Some 40 school district officials and Riverhead school bond supporters who had gathered in the high school gym burst into applause, quickly followed by hugs for all, as the results of Tuesday night’s vote were read aloud about 9:45 p.m.
By a slim margin, Riverhead voters had approved the $78.3 million plan for infrastructure upgrades at district schools, though a separate measure for a $7 million gym at the high school was rejected.
Proposition 1, the $78.3 million plan, was approved by a margin of just 234 votes. A total of 2,330 residents, or 53 percent of those who voted, cast ballots in favor of Proposition 1, while 2,096 voted against the plan.
“I’m just overwhelmed,” said superintendent Nancy Carney moments after the results were announced. “It’s a great day for the community. For the kids.”
District officials said the voter turnout was larger than for any budget vote in recent memory. The turnout also exceeded the 3,659 residents who showed up in February 2010 to vote on a $123 million bond plan, which was rejected by more than 60 percent of voters.
The gym plan was OK’d by just 1,760 voters, while 2,570 gave it the thumbs down. Proposition 2 was contingent on the passage of Proposition 1.
“I think the voters spoke,” Ms. Carney said of the rejection of Proposition 2.
The approved measure will fund roof and ventilation repairs at district schools, parking lot reconfigurations, new science classrooms at the high school and kitchens at Aquebogue Elementary, Roanoke Avenue Elementary and Pulaski Street School, among other upgrades.
“I was debating it, but it’s really a necessity,” said Helen Zurawinsky who voted at Riley Avenue Elementary Tuesday afternoon in favor of Proposition 1 but not Proposition 2. She called Proposition 2 a luxury that the people of Riverhead could not afford.
On the other hand, Maryann DiPalermo, who also voted at Riley Avenue Elementary Tuesday afternoon, said she voted against both propositions because of the inevitability of rising school taxes due to increased pension and benefit costs.
“There’s been no increase in Social Security. The cost of living has gone up,” she said. “It’s hard and this is a lot of money.
“And I don’t think they should have changed our regular polling places,” she added.
Under the new voting system, residents cast their ballots at the building where children in their household would attend elementary school.

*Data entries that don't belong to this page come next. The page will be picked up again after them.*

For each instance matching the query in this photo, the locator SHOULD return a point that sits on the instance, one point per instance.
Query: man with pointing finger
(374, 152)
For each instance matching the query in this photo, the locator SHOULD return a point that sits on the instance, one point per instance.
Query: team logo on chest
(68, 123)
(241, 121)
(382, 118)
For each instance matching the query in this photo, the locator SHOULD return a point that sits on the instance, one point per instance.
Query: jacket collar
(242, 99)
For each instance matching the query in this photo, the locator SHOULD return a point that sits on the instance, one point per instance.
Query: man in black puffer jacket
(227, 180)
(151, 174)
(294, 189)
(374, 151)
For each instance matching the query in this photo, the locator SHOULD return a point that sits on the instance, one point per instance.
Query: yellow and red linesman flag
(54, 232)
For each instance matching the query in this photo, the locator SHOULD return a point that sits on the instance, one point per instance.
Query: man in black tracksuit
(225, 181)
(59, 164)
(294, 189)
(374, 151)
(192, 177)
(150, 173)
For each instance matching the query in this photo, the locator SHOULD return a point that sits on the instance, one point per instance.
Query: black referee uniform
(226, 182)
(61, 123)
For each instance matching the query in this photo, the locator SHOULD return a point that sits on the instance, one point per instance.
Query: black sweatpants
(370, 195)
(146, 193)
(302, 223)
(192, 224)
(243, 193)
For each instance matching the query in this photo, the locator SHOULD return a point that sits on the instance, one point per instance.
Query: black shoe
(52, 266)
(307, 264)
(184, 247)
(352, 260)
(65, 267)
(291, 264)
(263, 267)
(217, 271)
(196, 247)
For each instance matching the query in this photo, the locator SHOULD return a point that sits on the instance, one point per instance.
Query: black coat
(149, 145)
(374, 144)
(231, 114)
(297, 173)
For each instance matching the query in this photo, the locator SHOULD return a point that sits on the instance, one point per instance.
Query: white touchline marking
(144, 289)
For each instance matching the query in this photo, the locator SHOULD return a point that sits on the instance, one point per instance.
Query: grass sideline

The lone exception was for voters in the Roanoke Avenue district, who vote at the high school.
The new voting districts did prove troublesome for at least of handful of people.
At the high school, where school district votes have traditionally taken place, three of the first four people approached by a reporter Tuesday afternoon were at the wrong polling station.
One man was supposed to vote at Phillips Avenue and another was supposed to vote at Aquebogue Elementary.
The third person, Barbara Hellering of Riverhead, had planned to vote in favor of the bond, but said she would not be voting at all after learning she would have to travel to Riley Avenue Elementary School.
“I’ve been going here [to vote] for years,” she said of the high school. “I don’t even know where Riley school is.”
School board president Ann Cotten-DeGrasse attributed the bond’s approval to the work of the Community Partnerhip for Revitalization committee, a team of district employees and community members charged with devising a plan the Riverhead community could support.
Many committee members also embarked on a public relations campaign, distributing signs and buttons in favor of the bond and placing advertisements paid for by donors.
Ms. Cotten-DeGrasse said she was confident the bond would pass and was surprised by the number of people who rejected it.
“It was closer than I thought,” she said.
The plan calls for new building construction at all district schools except Phillips Avenue Elementary School. The total breakdown of the plan is as follows: $3.8 million for upgrades at Aquebogue Elementary School; $4 million for upgrades at Phillips Avenue Elementary School; $5.7 million for upgrades at Riley Avenue Elementary School; $7.8 million for upgrades at Roanoke Avenue Elementary School; $7.9 million for upgrades at Pulaski Street School; $15.4 million for upgrades at Riverhead Middle School; $32.1 million for upgrades at Riverhead High School; and $1.6 million for upgrades at the main campus site.
Under the approved $78 million plan, a Riverhead Town homeowner whose house is valued at about $280,000 will pay an extra $40.09 for the 2013-14 school year, the year residents will start paying the bond, according to a brochure provided by the district.
That amount will increase to $213.25 in 2018 and gradually decrease after 2033. The bond will be repaid in 2036.